1. «Munique», de Steven Spielberg

Um dos grandes monumentos da década! Um filme que retrata a violência sem receio de assumir um ponto de vista que nada tem a ver com clubismo político, mas antes se centra na desumanização de todas as formas de violência. Em Avner podemos ver tudo: desde a paixão violentamente humana de vingar os seus conterrâneos, até à extinção moral do seu corpo, do seu espírito e de tudo aquilo em que ele acreditou.

2. «Uma História de Violência», de David Cronenberg

Um dos grandes filmes da carreira de Cronenberg teria que figurar nos lugares cimeiros desta pequena lista. Um pequeno milagre de cinema, de arte e de catarse como epílogo da tragédia que lhe antecedera. É também um filme sobre o medo: não só o medo dos outros, mas o medo daquilo que fomos e que podemos voltar a ser.

3. «The Departed: Entre Inimigos», de Martin Scorsese

Com esta obra prima de Scorsese, fica completa a trilogia da violência e identidade (juntamente com Munique e Uma História de Violência). Um grande filme, devolvendo a Nicholson o protagonismo dos grandes secundários e consagrando DiCaprio como o grande actor da sua geração.

4. «A Dália Negra», de Brian De Palma

Um dos filmes máximos de De Palma. Um filme negro que permite ao cineasta a liberdade formal necessária para desconstruir todas as convenções interiores ao género e encenar um dos filmes mais hipnóticos do ano.

5. «Maria Madalena», de Abel Ferrara

É um dos filmes mais espirituais da década. Uma história de fé desconstruída pelo desencanto da actualidade. Forest Whitaker é assombroso.

6. «Match Point», de Woody Allen

O regresso de Woody Allen aos grandes filmes, depois de um punhado de filmes muito interessantes, mas menores na sua carreira. Quem diria que era preciso Allen sair da sua Nova Iorque para se reencontrar?
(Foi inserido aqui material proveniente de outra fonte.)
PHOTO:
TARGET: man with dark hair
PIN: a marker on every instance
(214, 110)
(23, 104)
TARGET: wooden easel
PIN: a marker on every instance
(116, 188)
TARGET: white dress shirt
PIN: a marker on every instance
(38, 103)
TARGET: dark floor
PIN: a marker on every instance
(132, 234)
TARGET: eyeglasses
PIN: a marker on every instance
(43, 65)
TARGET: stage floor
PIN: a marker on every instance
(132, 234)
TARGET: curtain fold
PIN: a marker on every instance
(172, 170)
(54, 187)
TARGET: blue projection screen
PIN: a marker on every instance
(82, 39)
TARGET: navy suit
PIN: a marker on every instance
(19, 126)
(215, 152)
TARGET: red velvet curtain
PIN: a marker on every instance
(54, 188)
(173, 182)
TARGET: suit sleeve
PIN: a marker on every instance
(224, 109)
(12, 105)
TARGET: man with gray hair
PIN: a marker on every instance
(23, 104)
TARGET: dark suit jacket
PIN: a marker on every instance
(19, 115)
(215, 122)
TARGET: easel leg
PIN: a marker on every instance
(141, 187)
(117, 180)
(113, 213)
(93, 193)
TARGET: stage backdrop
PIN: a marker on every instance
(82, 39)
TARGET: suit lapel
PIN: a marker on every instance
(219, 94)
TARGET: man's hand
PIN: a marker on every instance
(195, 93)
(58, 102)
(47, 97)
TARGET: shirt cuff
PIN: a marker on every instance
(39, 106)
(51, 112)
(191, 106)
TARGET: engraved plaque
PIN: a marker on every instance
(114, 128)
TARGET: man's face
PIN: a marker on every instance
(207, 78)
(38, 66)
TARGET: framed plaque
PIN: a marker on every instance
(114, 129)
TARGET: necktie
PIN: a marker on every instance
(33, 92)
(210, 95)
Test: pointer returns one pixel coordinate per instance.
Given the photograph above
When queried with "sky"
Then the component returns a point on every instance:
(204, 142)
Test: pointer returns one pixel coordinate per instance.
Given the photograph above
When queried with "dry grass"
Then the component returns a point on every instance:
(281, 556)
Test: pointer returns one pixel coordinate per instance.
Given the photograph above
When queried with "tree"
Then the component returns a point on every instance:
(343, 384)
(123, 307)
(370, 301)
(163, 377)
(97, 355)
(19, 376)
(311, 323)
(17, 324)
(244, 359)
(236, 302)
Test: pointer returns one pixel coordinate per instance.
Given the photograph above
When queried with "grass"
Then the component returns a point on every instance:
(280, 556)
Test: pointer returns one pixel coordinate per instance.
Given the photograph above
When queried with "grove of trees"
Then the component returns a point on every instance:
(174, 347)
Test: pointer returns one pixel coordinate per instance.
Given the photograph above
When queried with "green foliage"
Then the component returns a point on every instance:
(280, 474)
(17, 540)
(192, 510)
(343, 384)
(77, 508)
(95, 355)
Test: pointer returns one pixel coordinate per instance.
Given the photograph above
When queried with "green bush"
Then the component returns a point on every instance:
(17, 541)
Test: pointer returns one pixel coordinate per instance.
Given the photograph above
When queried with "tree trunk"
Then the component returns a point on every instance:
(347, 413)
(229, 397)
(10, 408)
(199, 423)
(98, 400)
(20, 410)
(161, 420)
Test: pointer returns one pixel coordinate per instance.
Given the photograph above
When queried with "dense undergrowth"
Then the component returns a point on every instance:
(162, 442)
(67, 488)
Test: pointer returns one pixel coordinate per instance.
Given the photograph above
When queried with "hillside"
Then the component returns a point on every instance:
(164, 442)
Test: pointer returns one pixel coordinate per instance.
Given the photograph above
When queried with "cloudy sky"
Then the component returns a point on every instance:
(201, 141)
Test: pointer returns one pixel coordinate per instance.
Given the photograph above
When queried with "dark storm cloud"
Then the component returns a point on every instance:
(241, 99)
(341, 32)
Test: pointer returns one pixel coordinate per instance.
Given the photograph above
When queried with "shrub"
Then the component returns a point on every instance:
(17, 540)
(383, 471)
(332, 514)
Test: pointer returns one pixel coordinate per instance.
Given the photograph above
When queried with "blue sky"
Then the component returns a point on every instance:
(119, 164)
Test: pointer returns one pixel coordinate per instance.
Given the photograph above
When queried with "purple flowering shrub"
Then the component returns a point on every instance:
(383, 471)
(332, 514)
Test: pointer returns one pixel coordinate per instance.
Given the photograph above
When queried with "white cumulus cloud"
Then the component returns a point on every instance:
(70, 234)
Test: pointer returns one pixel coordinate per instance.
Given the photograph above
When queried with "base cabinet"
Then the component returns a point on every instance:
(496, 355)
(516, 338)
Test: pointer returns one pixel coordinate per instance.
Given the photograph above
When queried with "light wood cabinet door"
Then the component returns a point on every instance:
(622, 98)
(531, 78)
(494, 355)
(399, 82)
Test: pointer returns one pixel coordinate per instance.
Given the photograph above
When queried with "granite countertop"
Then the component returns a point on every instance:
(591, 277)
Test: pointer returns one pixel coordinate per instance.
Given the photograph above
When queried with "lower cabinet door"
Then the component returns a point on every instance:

7. «Em Paris», de Christophe Honoré

Foi um bom ano também para o cinema francês (relembremos ainda o muito bom Le Temps Qui Reste, de Ozon), em particular para esta pérola sobre a amizade de dois irmãos, com a sobriedade necessária para retratar uma tragédia, mas com a liberdade formal (sinais de Nouvelle Vague - enfim, Godard, Rivette, ...) possibilitando um encantamento irresistível sobre os lugares, as personagens e a errância dos seus dilemas.

8. «Babel», de Alejandro González Iñárritu

Filme portentoso sobre a incomunicabilidade do mundo. Um filme fundamental de 2006 e que não podia deixar de figurar nesta lista.

9. «World Trade Center», de Oliver Stone

Um comovente reencontro com Oliver Stone e (através dele) com os trágicos acontecimentos vividos em 11 de Setembro de 2001, no World Trade Center. Um filme que dignifica a memória daqueles que perderam a vida nesse dia, mas que sustenta também uma invulgar força anímica para quem os ficou cá a chorar.

10. «Nada a Esconder», de Michael Haneke

Sabendo que se fala tanto (eu incluído) na indisponibilidade do olhar do espectador face às imagens que recebe, Haneke filma este magnífico Nada a Esconder com a subtileza dos vários olhares que o percorrem. É um filme sobre o(s) olhar(es) mas também sobre as imagens e as suas várias decomposições.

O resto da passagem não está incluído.